Wishing for More than Kells Could Serve
The first bar I ever legally gained entrance to once I finished college and moved back home was Kells. I had never been to a proper Irish pub and the wall of scotches and liquors was impressive. Kells has been a stalwart of the bar scene on SW 2nd for years.
Kells is a study in dichotomies. On the weekends, and being young, this is the ideal place to meet young people who also seem to have just entered the real world. But if you look closer, as I happened to one night, I noticed also the intermingling of those who, much older, had experienced some of the real world already.
Often they sat alone at the bar or in pairs in the corner booths. One particular gentleman, dressed to the nines in a tailored suite, patiently nursed his drink and scanned the crowd. His face gave a look of a man forgotten, lost, and out of place. A man who probably once entered this bar much like I had on this night, the world in front of him, all things known and assured of himself and the place he would take in this world. But tonight, his face could not hide what I saw, a man still searching for his place in the world.
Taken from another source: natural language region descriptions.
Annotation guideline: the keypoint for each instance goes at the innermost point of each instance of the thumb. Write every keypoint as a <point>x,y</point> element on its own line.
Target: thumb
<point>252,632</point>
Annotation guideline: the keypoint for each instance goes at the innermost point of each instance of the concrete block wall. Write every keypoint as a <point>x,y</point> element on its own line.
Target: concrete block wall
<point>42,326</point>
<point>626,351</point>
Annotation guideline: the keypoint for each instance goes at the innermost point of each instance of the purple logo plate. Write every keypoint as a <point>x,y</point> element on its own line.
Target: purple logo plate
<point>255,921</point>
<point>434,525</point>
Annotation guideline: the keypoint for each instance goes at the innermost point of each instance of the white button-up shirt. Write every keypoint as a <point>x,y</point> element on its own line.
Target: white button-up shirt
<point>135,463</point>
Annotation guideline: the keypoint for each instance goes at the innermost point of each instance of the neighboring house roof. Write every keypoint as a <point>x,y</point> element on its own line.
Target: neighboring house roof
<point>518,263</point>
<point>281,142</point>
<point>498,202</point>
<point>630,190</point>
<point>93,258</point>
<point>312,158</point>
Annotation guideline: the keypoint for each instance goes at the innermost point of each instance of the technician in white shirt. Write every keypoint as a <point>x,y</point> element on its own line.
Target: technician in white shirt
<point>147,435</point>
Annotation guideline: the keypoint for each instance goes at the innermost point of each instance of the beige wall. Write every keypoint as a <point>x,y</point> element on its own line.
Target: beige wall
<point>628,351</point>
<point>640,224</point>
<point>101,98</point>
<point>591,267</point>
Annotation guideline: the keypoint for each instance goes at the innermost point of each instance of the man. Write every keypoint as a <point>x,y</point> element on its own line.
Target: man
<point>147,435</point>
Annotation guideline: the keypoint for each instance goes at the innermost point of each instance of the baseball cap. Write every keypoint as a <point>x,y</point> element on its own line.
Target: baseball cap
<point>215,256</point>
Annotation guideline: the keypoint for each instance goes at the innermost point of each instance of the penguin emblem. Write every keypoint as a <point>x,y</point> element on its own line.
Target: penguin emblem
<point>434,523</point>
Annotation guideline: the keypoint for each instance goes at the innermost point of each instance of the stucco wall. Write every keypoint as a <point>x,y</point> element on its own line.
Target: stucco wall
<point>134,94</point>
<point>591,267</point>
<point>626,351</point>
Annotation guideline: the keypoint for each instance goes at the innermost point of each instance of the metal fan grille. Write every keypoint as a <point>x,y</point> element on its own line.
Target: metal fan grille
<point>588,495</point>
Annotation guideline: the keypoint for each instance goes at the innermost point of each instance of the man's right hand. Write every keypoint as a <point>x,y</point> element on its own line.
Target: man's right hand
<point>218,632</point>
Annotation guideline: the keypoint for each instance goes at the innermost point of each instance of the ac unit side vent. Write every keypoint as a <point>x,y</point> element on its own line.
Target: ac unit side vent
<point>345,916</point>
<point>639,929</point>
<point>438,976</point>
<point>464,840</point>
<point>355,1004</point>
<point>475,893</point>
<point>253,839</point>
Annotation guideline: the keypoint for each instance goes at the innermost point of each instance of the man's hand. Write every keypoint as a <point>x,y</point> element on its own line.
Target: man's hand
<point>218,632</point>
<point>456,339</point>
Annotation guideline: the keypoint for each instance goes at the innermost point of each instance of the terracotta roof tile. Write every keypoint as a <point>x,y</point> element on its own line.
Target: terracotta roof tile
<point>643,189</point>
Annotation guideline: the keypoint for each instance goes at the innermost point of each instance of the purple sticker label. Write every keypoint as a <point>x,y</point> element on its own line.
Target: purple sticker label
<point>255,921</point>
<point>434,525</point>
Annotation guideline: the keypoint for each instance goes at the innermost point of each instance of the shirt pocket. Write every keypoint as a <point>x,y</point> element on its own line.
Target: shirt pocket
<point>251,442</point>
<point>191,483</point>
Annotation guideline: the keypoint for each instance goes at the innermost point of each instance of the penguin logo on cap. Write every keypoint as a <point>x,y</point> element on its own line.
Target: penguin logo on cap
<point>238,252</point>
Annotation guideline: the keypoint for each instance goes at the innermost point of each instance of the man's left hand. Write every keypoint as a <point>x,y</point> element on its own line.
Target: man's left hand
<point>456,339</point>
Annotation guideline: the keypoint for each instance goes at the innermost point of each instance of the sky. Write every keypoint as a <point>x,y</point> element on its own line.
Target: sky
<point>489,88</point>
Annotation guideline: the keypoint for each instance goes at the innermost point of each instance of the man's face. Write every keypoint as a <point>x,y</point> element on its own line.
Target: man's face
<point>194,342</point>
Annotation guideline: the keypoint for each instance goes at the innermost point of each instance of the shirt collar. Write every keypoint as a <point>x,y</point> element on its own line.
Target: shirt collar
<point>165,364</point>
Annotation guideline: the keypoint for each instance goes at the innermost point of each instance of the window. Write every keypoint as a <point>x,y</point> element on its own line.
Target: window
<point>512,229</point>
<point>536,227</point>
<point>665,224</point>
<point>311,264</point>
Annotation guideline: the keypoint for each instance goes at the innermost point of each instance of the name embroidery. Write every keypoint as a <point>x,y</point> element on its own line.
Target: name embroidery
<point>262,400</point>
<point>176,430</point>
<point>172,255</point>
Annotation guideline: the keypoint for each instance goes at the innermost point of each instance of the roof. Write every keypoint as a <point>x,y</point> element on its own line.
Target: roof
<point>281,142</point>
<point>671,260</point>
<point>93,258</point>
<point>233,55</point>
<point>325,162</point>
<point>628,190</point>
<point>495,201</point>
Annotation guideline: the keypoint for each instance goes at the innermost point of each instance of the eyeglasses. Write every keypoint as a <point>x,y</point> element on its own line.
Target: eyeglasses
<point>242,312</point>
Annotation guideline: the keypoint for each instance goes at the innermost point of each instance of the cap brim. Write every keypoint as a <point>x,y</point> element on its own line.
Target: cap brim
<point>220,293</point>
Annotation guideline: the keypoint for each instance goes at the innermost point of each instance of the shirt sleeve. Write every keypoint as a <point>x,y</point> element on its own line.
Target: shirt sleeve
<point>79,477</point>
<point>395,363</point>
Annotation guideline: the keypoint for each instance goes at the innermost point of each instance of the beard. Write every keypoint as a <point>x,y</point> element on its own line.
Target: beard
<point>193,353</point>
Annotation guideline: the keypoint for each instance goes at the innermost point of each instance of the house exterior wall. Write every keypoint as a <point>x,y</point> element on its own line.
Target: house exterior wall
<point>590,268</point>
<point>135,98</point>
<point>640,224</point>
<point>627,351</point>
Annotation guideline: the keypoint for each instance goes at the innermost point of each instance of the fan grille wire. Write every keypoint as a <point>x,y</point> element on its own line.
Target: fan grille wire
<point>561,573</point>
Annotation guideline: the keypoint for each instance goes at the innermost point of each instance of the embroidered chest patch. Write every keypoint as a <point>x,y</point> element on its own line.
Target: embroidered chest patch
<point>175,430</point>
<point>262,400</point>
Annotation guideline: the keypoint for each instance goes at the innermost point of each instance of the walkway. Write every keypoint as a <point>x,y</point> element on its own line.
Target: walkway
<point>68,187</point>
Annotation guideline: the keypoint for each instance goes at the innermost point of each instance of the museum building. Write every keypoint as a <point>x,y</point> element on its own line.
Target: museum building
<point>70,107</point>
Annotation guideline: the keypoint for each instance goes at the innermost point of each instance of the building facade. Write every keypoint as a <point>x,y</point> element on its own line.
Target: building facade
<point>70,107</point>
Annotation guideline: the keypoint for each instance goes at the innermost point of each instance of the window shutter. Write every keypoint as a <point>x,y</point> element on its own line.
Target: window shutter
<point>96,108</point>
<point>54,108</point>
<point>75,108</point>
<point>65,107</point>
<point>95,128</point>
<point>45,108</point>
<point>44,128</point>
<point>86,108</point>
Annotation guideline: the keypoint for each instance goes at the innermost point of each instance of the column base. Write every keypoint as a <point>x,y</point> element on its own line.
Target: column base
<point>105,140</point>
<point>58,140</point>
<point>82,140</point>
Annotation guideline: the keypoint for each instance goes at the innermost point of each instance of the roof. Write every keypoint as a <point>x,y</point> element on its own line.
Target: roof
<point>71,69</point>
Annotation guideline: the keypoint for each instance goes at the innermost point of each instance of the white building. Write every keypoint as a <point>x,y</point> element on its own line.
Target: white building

A man seeking to forget that as we grow older, we know less than we ever thought we knew when we were so much younger and self-assured.
While my friends laughed, shared drinks and shots and beers, the lonely man with the tailored suit looked on. I don’t know if he believed in God, but I imagined that he and I shared our own belief in our own fear of living and dying a life too ordinary. I was 22 years old, and I began to wonder if I someday found myself in the same place as this man, could I at least take pride in owning a good suit, if only having lived a life too ordinary?